Mon grand-père avait refait l'enclos avec des traverses de chemin de fer plantées dans le sol verticalement puis y avait clouté un grillage de parc à moutons, avec les mailles bien carrées. Ce jardin a donc servi à ça et aussi de jardin par la suite. Pour la disposition, le long du chemin il doit faire environ 30 à 40m de large puis la longueur est perpendiculaire au chemin avec le côté gauche un peu tordu car longé par le ruisseau. De ce côté-là il y avait des arbres, et sur le côté droit il y avait d'autres jardins. Les seules choses qui n'ont jamais bougé dans ce jardin sont le ruisseau, un ou deux arbres fruitiers et le noyer !
Quand j'étais petit, je me souviens qu'on avait fait le baptême de ma soeur je crois, avec un grand méchoui, j'avais 4 ans. Mon grand-père avait mis une vieille estafette de Renault, qu'on appelait aussi "un vieux tube", pour servir d'abri aux moutons, avec un bloc de sel pendu après. On aimait bien jouer dedans. Mon grand-père s'était fait voler des moutons plusieurs fois et avait décidé d'arrêter, du coup c'était devenu un jardin à part entière.
Comme c'était le plus grand des jardins, c'est là qu'il faisait pousser les patates, qui prenaient de la place. Ce sont celles-là qu'on stockait dans la petite cave des Quartillons. Idem pour les haricots et les petits pois, il y en avait pas mal. Et ceux-là, une fois cueillis, passaient sur la table de la cuisine, le soir après manger, et on équeutait les haricots ou on écossait les petits pois devant le film du soir. Il y a eu beaucoup de légumes dans ce jardin et de fraises aussi surtout, tout ça pour finir dans un bocal. Bocaux stockés dans la petite cave "d'en face", sous le studio, dans un vieux frigo qui n'était pas branché (tout ça à la maison).

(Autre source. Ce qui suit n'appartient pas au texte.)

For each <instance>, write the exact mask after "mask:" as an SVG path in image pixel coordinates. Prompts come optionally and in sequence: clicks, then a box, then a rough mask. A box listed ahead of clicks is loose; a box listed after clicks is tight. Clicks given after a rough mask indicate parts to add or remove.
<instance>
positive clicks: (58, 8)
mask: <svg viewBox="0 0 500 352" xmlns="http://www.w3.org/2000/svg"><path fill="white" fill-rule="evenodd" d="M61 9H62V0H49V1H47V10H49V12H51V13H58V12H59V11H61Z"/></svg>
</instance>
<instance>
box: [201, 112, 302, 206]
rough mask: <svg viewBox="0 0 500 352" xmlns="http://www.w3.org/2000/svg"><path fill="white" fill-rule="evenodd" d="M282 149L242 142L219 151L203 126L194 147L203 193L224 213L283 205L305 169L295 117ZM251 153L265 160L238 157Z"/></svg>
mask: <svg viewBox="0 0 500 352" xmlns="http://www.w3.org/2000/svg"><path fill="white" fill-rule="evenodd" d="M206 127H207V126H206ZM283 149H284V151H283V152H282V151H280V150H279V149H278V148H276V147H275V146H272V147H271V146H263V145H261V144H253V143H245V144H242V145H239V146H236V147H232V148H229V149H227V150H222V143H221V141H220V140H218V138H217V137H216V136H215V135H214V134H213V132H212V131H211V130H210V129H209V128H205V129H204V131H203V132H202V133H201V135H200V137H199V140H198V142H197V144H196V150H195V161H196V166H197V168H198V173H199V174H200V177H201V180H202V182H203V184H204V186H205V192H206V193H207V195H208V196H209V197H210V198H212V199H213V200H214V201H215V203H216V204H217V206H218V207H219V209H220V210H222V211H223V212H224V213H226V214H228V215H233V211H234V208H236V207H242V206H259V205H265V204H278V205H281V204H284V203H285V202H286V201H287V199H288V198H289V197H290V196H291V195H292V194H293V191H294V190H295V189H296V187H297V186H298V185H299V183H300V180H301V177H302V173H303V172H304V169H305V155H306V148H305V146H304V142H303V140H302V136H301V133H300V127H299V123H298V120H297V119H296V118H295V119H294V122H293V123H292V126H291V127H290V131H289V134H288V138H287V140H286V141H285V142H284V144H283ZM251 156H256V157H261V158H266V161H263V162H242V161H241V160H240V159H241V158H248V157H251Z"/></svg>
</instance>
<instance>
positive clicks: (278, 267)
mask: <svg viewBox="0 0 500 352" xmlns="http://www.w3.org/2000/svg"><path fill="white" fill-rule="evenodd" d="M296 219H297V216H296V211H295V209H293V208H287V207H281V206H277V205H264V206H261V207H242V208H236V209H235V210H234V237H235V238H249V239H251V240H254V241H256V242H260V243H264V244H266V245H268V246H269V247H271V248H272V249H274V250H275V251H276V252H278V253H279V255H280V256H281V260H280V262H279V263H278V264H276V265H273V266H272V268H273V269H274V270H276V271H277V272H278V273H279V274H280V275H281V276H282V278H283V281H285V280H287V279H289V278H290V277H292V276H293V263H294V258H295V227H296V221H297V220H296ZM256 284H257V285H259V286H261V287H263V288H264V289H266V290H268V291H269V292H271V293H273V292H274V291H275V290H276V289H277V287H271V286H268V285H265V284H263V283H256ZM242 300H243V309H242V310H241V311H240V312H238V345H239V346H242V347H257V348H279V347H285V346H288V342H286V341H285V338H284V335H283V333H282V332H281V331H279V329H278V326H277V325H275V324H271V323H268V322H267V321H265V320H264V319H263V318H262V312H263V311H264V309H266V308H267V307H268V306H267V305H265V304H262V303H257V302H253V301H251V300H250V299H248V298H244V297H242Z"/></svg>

Sur le côté droit au fond, Pépé avait mis des asperges. Il m'avait dit qu'une fois qu'on les plantait, c'était tellement acide le sol qu'on ne pouvait plus rien mettre derrière. Donc le coin des asperges est resté là bien longtemps. Il y avait deux rangées.
Avec le noyer, ma grand-mère ramassait les noix, et nous aussi. Mes grands-parents connaissaient quelqu'un pour en faire de l'huile et quelques fois c'était moi qui les apportait. Ma grand-mère en avait passé des soirées à enlever les coquilles, toujours sur la même table de la cuisine, le soir. Dans le sud il y a l'huile d'olive, et chez ma grand-mère, pour la salade, c'était de l'huile de noix.
Aux Prés des Saules, mon grand père me faisait passer le motoculteur. Les images que j'ai retrouvées au-dessus du texte, en entête, sont exactement celles du motoculteur que mon grand-père utilisait. On pouvait rouler avec la remorque pour transporter des choses et on pouvait y atteler des accessoires aussi. J'ai donc surtout labouré, et sarclé avec. Mais on s'en servait aussi pour arracher des souches d'arbres, rapporter les tonnes de seaux des vergers remplis de fruits, transporter les deux barils d'eau de 200 litres du garage pour arroser les jardins, ou encore la luzerne qu'on faisait pousser aux Varennes et que mon grand-père coupait à la faux. Plus tard il avait acheté une sorte de "motoculteur tondeuse" pour ça, c'était plus pratique. On a aussi transporté pas mal de bois là-dedans. Il a vraiment servi à tout.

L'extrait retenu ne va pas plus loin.